Instabilidade no casamento

Os pacientes não gostam de admitir, mas o Crohn pode interferir na sua vida sexual

A vida de Eliane Pereira, 32 anos, que é de Garopaba, cidade a 70 Km de Florianópolis, em Santa Catarina, não fugiu à regra do histórico que os pacientes da doen­ça de Crohn geralmente têm para contar: consulta a vá­rios gastroenterologistas, várias endoscopias, exames de fezes repetidos e 9 anos de diarréia diária sentindo muita fraqueza. Alguns dias chegava a ir de 10 a 12 ve­zes ao banheiro, mas, apesar desses sintomas, os médi­cos, não sabiam dizer o que ela tinha, muito menos fa­zer o seu diagnóstico. Chegaram até a pensar que po­de­ria se tratar da doença celíaca, mas o resultado do exa­me que confirmaria esta suspeita foi negativo. Já não tinha mais apetite para se alimentar e passava os dias com muita febre. Por fim, vieram as dores ­insuportáveis no abdome que a impediam de ficar de pé ou mesmo de sentar, pois eram muito fortes. “Quiseram me ­indicar um psicólogo, porque as pessoas achavam que as ­dores que eu sentia não eram reais”, lamenta Eliane.
Emocionalmente falando, Eliane estava completamente desanimada. Quase não saía mais de casa. Fazer passeios longos? Nem pensar. Ela vivia de mau humor e se irritava facilmente com qualquer pessoa. Ninguém ­ficava impune, nem amigos, nem seus parentes. O casa­mento com Emerson, 34 anos, seu primeiro e único na­morado, ba­lançou. “Chegamos quase à separação. Nós vivíamos bri­­gando e eu sempre estava indisposta para os ­momentos de carinho entre nós, reclamando de dor aqui e dor ali, em várias partes do meu corpo. Era tão desconfortável que o meu interesse por sexo aca­bou”, conta Eliane que até chegou a mandá-lo embo­ra de casa. Ele foi e ficou por uma semana. Hoje ela re­conhece que estava muito cha­ta, ranzinza e que a falta de sexo contribuiu para criar o clima de instabilidade do seu casamento, mas pen­­sar em sexo naquela situa­ção em que estava, com dor e diarréia, era impossível. “Quanto mais longe ele fi­casse de mim, era melhor” lem­bra. Eliana admite também que Emerson esteve sempre ao seu lado durante todos aqueles anos de sofrimen­to (Eles estão casados há dez anos).

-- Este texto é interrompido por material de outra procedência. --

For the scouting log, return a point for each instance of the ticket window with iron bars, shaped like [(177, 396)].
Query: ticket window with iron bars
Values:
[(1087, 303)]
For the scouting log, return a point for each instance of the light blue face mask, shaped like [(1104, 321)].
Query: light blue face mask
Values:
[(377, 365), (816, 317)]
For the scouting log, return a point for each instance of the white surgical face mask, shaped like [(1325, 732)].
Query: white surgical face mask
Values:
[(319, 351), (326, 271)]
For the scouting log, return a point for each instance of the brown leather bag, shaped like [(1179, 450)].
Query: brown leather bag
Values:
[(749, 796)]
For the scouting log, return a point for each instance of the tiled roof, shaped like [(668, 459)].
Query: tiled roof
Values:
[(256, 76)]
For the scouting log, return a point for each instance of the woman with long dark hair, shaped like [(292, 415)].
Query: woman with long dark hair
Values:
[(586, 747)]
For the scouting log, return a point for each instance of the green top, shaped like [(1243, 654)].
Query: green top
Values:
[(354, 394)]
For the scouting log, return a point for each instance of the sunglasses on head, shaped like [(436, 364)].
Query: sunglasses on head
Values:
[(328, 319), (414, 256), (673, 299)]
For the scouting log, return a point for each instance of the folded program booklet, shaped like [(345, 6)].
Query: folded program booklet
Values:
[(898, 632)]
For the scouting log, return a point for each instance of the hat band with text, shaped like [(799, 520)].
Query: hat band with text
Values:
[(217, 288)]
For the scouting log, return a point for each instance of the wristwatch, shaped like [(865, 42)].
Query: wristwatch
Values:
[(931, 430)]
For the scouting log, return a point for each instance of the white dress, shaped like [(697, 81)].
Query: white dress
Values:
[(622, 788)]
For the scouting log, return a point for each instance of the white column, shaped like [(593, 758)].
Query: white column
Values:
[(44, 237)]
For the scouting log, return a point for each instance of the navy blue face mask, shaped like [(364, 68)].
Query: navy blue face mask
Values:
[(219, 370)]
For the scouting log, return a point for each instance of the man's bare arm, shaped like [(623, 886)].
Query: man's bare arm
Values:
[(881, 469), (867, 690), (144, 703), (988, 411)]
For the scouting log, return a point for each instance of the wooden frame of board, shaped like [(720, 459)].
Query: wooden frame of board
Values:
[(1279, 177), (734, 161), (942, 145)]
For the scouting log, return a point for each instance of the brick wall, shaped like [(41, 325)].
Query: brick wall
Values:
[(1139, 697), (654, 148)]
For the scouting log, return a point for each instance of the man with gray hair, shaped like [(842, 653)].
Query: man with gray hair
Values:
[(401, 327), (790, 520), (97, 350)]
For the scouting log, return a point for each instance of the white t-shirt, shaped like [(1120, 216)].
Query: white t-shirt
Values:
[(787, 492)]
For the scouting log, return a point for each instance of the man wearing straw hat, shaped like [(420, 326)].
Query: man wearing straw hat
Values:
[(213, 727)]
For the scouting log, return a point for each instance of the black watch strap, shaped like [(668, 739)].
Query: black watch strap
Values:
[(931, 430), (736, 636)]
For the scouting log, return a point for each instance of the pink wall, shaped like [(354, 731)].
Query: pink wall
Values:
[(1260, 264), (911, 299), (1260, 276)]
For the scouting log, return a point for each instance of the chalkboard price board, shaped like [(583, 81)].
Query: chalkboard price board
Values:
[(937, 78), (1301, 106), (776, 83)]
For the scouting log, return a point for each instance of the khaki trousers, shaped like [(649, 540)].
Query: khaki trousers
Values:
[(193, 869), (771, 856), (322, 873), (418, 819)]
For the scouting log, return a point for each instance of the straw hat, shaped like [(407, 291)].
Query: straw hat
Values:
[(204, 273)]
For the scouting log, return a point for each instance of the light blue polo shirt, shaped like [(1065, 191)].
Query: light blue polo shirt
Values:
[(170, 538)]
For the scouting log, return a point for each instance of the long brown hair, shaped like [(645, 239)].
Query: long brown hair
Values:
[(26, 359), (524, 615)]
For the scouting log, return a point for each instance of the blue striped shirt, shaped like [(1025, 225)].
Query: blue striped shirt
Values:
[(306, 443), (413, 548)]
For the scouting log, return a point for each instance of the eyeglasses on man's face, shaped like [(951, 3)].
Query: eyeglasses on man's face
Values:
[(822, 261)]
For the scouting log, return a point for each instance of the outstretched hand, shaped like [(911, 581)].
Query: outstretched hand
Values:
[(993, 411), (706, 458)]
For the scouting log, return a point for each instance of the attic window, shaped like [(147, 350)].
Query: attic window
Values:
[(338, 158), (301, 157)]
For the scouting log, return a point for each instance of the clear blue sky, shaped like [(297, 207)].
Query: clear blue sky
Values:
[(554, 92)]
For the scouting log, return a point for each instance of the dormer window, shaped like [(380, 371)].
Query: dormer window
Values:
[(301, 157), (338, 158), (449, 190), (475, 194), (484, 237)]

As coisas finalmente melhoraram em 2004, ­quando, como ela diz, “encontrou uma luz no fim do túnel”. Por indicação do ginecologista da sua melhor amiga, Adria­na, ela descobriu um gastroenterologista, que rapi­da­­mente chegou ao diagnóstico dos seus sintomas: doença de Crohn. Após fazer o exame de colonoscopia veio a con­firmação. “A notícia caiu como uma bomba, para mim, meu marido e minha família. Eu nunca ­tinha ouvi­do falar dessa doença, e ficou pior quando o médi­co disse que ela não tem cura. Ao mesmo tempo em que ele explicava que a doença estava muito avançada e que eu poderia precisar fazer uma cirurgia, ele me dei­xou com esperanças quando disse que era possível tratá-la e deixar que os sintomas ficassem em remissão”, completa. Após um tratamento rigoroso tomando Pen­ta­sa e cor­ti­so­na, veio a fase em que ela ficou muito in­chada e tornou-se cortico-dependente, ou seja, cada vez que diminuía a dose da cortisona para tirá-la de uma vez os sinto­mas voltavam. “Nenhuma roupa que eu tinha me servia e a minha auto-estima despencou”, lem­bra. Hoje, Eliane toma azatioprina (3 cápsulas de 50 mg por dia) e faz aplicação bimestral de Remicade, o medi­camento que lhe trouxe a “vida” novamente, como ela diz. Os dois medicamentos ela consegue gratuitamente do Governo. Mas o melhor, segundo ela, é que com a doença descoberta e agora acompanhada de perto ela tornou-se uma outra pessoa. Faz caminhada, anda de bicicleta, come de tudo, controlando apenas o que lhe faz mal e tudo isso, na maioria das vezes, de bom humor. “Antes eu não comia nada e não falava com ninguém. Agora ­estou mais sociável e o meu casamento está muuuuito melhor. Tanto é que eu estou tentando engravidar, pois queremos muito ter um bebê”, diz Eliane. A ABCD em Foco torce para que ela tenha uma gravidez feliz e que chegue um bebê muito sadio. Ao mesmo tempo, agradece pela entrevista, sobretudo por Eliane ter exposto problemas tão íntimos que ela e seu marido souberam vencer.